Deepdark said:
Quick one for you guys. I'm prototyping a mic based around a cathode follower (c37a or c60). I first looked for a 12ay7 (good choice?)
Sure - what are you trying to do exactly?
Deepdark said:
If i need around 60v polarisation, should i feed with 120v ht, which Will give me around 61v at cathode and 59v grid. Is +/- 60v going from cathode to the transformer ok?
Polarization is a different subsection from the tube biasing (in general).
Are you working from a schematic?
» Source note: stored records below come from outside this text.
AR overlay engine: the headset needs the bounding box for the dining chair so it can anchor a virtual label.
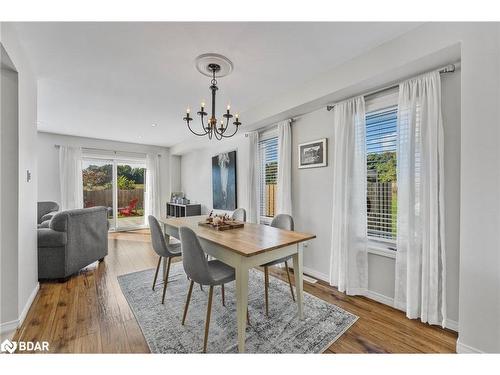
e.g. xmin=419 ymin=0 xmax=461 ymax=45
xmin=148 ymin=215 xmax=182 ymax=304
xmin=231 ymin=208 xmax=247 ymax=221
xmin=179 ymin=227 xmax=235 ymax=353
xmin=262 ymin=214 xmax=295 ymax=316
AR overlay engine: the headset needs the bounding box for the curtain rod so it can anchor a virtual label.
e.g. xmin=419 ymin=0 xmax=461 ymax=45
xmin=54 ymin=144 xmax=161 ymax=157
xmin=326 ymin=62 xmax=460 ymax=111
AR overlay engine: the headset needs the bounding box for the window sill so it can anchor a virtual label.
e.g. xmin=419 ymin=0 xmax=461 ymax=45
xmin=367 ymin=240 xmax=396 ymax=259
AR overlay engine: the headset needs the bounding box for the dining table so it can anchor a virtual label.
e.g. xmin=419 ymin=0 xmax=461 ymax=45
xmin=159 ymin=215 xmax=316 ymax=353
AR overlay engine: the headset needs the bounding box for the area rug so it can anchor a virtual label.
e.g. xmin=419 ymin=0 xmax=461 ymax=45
xmin=118 ymin=263 xmax=358 ymax=353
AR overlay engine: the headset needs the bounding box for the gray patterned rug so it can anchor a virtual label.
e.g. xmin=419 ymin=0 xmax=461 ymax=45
xmin=118 ymin=263 xmax=358 ymax=353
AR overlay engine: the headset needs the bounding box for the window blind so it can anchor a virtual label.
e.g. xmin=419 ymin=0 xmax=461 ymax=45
xmin=259 ymin=136 xmax=278 ymax=218
xmin=366 ymin=106 xmax=398 ymax=241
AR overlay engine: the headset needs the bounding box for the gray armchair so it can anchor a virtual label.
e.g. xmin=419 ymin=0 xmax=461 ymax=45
xmin=38 ymin=207 xmax=108 ymax=279
xmin=37 ymin=202 xmax=59 ymax=228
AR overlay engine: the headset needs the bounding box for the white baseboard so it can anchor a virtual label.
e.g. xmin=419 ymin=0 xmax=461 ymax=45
xmin=0 ymin=319 xmax=19 ymax=341
xmin=19 ymin=282 xmax=40 ymax=326
xmin=366 ymin=290 xmax=394 ymax=307
xmin=457 ymin=337 xmax=484 ymax=354
xmin=302 ymin=267 xmax=329 ymax=282
xmin=444 ymin=319 xmax=458 ymax=332
xmin=0 ymin=283 xmax=40 ymax=338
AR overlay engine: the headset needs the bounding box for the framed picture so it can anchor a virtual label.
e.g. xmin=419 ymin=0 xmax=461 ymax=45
xmin=212 ymin=151 xmax=237 ymax=211
xmin=298 ymin=138 xmax=327 ymax=168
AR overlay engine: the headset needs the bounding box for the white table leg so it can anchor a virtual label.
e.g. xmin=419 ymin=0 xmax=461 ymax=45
xmin=293 ymin=243 xmax=304 ymax=319
xmin=162 ymin=224 xmax=170 ymax=280
xmin=236 ymin=265 xmax=248 ymax=353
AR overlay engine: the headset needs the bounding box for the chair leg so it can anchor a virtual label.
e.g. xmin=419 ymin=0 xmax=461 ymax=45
xmin=153 ymin=257 xmax=161 ymax=290
xmin=182 ymin=280 xmax=194 ymax=325
xmin=203 ymin=285 xmax=214 ymax=353
xmin=161 ymin=257 xmax=172 ymax=304
xmin=285 ymin=262 xmax=295 ymax=302
xmin=264 ymin=267 xmax=269 ymax=316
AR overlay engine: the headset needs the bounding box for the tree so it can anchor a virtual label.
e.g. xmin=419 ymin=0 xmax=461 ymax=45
xmin=118 ymin=176 xmax=135 ymax=190
xmin=82 ymin=168 xmax=107 ymax=190
xmin=367 ymin=151 xmax=396 ymax=182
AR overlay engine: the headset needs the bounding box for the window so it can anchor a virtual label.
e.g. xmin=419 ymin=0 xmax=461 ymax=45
xmin=82 ymin=150 xmax=147 ymax=230
xmin=259 ymin=132 xmax=278 ymax=223
xmin=366 ymin=106 xmax=398 ymax=242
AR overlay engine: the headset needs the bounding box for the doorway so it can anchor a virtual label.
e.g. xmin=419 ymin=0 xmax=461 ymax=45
xmin=82 ymin=157 xmax=146 ymax=231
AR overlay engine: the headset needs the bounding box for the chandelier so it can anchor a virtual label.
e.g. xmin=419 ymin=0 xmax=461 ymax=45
xmin=183 ymin=53 xmax=241 ymax=140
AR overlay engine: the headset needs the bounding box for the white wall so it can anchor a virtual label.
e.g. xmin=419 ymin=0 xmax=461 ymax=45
xmin=0 ymin=46 xmax=19 ymax=331
xmin=0 ymin=23 xmax=38 ymax=340
xmin=36 ymin=132 xmax=170 ymax=219
xmin=176 ymin=23 xmax=500 ymax=352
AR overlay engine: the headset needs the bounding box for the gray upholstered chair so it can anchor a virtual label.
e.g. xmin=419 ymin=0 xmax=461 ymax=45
xmin=148 ymin=215 xmax=181 ymax=304
xmin=37 ymin=201 xmax=59 ymax=228
xmin=37 ymin=207 xmax=108 ymax=279
xmin=179 ymin=227 xmax=235 ymax=353
xmin=262 ymin=214 xmax=295 ymax=316
xmin=231 ymin=208 xmax=247 ymax=221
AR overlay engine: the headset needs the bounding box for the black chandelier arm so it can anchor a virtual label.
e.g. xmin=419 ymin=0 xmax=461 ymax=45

You (generally) cannot send 60V DC through a transformer, and would need to cap couple it.
Deepdark said:
Looking at Rg, i mostly saw values around 100 to 150M. How should i determine this value?
By the way, i bias at 1ma / -1v.
You select Rg based on a balance between low-frequency roll-off and self noise of the resistance on the grid. In general, you want the lowest resistance that will pass the amount of bass you are looking for from the mike. The capsule C and the grid R form a high-pass filter.
For example, if you assume 70pF capsule capacitance, and you want to have a low-pass filter cutoff of 40Hz, you would need at least 60M for the grid resistance. If you want more bass, make this larger:
100M -> 22Hz
250M -> 9Hz
500M -> 4.5Hz
1G -> 2.2Hz
My personal preference is 100M, as a) it's easy to find this value, b) it's inexpensive, and c) gives good bass response for many different capsule types. Having a ~20Hz filter pole also reduces rumble/bass thumps from handling noise into your mike preamp as well.
Having said all that, lower values can be nice too. If you want a vocal mike and are generally low-pass filtering everything below 100Hz anyways, you could lower the grid resistance down to about 20M and get a similar EQ curve "for free". However once you build it, it will always be EQ'd this way.
No free lunch though - higher values have higher self noise (thermal noise) - in fact, jumping from 100M to 1G increases self-noise by 10dBv, all other things being equal.